Mirrim looked up at Manora, and tried to return the smile. For a few seconds, she almost managed it, and then her face crumpled into helpless sobs. Manora was beside her in an instant. "Mirrim, girl, what's wrong?"
"I didn't mean to, I'm sorry, I'm sorry," Mirrim mumbled into Manora's shoulder, almost incoherently, before the sobs took over once again.
It was a few minutes before they eased and, when they did, Mirrim's first act was to pull out of Manora's arms to check that Path was still sleeping soundly. She nodded to herself, reassured, and then started apologising again. Manora stopped her, firmly.
"Enough, Mirrim. Of course you didn't mean to! And as for that ridiculous idea that you might have interfered with the eggs... Why, you'd need a dragon of your own already - just to make enough spare time in your day to do it."
"Lessa asked me about that, too," Mirrim whispered, resting a hand lightly on Path's neck. "If I'd persuaded T'gellan or one of the other riders to take me between times." She looked up, her eyes blazing. "As if I'd ask T'gellan - or anyone! - to risk themselves like that! And even if I had, there are so many other far more important things that I could have done! I could have warned Felena about Temma's accident with the spices, or told G'leng where he'd left his belt knife before he accused P'liss of stealing it, or unblocked that drain before it flooded the laundry, or even sorted out that clothes chest that I've been promising you I'd do as soon as I had enough time to spare."

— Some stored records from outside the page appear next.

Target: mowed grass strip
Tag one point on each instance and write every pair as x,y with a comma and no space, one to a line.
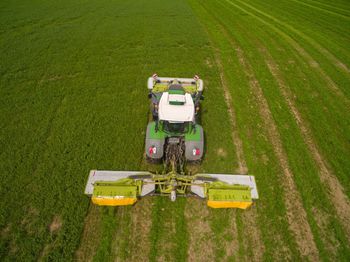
312,204
256,151
335,106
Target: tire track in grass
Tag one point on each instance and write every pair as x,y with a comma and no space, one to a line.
250,216
322,9
140,229
296,214
330,7
312,63
91,235
200,234
338,198
312,42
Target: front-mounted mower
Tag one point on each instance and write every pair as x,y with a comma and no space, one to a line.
175,138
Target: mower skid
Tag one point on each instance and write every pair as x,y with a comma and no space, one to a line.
105,201
118,188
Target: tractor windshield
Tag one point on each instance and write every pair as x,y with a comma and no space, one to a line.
175,127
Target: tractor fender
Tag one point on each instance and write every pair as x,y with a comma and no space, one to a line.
154,144
193,143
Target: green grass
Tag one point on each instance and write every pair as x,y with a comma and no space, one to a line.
73,97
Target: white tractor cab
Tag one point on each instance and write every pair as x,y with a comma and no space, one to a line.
175,105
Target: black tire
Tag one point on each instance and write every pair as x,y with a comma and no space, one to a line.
140,176
153,160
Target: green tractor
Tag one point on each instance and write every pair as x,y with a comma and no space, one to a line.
175,138
174,131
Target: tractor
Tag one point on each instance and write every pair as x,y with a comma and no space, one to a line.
173,137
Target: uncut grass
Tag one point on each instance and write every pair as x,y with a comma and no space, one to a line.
304,163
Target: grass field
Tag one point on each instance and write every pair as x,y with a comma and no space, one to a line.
73,98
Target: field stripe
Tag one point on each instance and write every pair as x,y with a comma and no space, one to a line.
250,216
330,6
322,9
91,235
201,244
296,213
312,63
338,198
312,42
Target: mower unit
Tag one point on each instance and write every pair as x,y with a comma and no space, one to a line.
175,138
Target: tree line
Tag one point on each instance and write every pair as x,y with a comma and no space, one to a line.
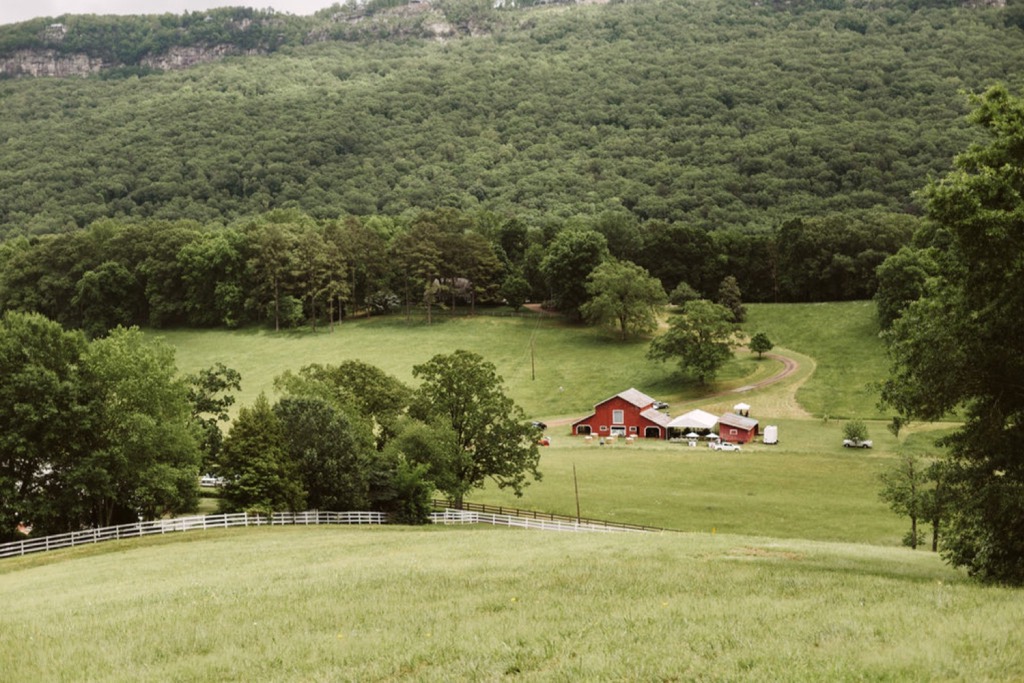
714,115
950,303
285,268
101,432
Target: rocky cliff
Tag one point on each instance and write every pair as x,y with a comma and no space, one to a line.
43,62
49,62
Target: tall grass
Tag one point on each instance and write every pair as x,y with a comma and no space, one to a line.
461,604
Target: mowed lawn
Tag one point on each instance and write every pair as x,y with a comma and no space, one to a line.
489,604
554,369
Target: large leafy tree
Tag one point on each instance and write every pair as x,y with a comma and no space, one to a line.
958,345
901,281
42,422
366,389
571,256
700,339
462,393
624,294
210,400
331,450
142,459
260,475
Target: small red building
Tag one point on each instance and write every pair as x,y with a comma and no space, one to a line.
736,428
631,413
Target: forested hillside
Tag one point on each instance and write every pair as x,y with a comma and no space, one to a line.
781,145
717,114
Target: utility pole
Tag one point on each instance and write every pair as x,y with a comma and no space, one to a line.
576,485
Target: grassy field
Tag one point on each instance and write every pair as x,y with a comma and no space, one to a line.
484,604
553,369
787,566
843,340
807,486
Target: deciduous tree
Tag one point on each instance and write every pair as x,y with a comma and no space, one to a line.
624,294
700,339
761,344
958,345
259,474
491,438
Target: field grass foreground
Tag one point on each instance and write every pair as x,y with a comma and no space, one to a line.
385,604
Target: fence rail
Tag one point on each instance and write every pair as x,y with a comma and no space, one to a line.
534,514
453,516
470,513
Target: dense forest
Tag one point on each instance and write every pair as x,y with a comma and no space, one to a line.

Her face softened into a look of confused appeal. "Whatever am I to do? I don't think I'll have time for half of what I'm needed for now! I suppose I could pass supervision of the kitchen cleaning to Dari, but who'll manage the rest of my section when I'm busy with Path?"
"I don't know, dear, but I'm sure I'll find someone."
Mirrim grunted in disbelief, and Manora could only agree with her sentiment. There were a few younger girls who showed promise, and one who might even be up to replacing Felena some day... but none of them had the makings of a decent Headwoman, not like Mirrim had. But done was done, and if she had to keep going another dozen Turns before finding a successor she was happy with, well, that was just what she'd have to do.
And what would Mirrim become, now? A dragonrider, by all accounts, if the Weyr allowed her to fulfil that side of her potential, and if Thread didn't steal her life from her too soon, as it did to too many men of the Weyr. Twenty-three, that was the average age of a rider of a fighting dragon these days. Twenty-three. And Mirrim, always on hand to help the healers with the worst of the injuries after Fall, Mirrim knew that just as well as she. How long would they have together, the girl and her green? Manora sighed, and pushed the unlucky thought aside. "Tell me about her, Mirrim. Tell me about your Path. I've always wondered what it was like."
Mirrim's face lit up as she recalled the moment of Impression. "Oh, Manora. She's... she's amazing. She loves me so. I don't know what she was thinking to choose me, but..."
Mirrim's words trailed off into a lingering silence as she looked adoringly down on her dragon, the one being who could understand her utterly. That was how F'nor had described it to Manora in the past, and she was certain that Mirrim would happen upon similar words eventually. For good or ill, Impression had been made. Mirrim was a dragonrider, now... and if Manora was any judge of the breed, there was no reason why she wouldn't be one of the best.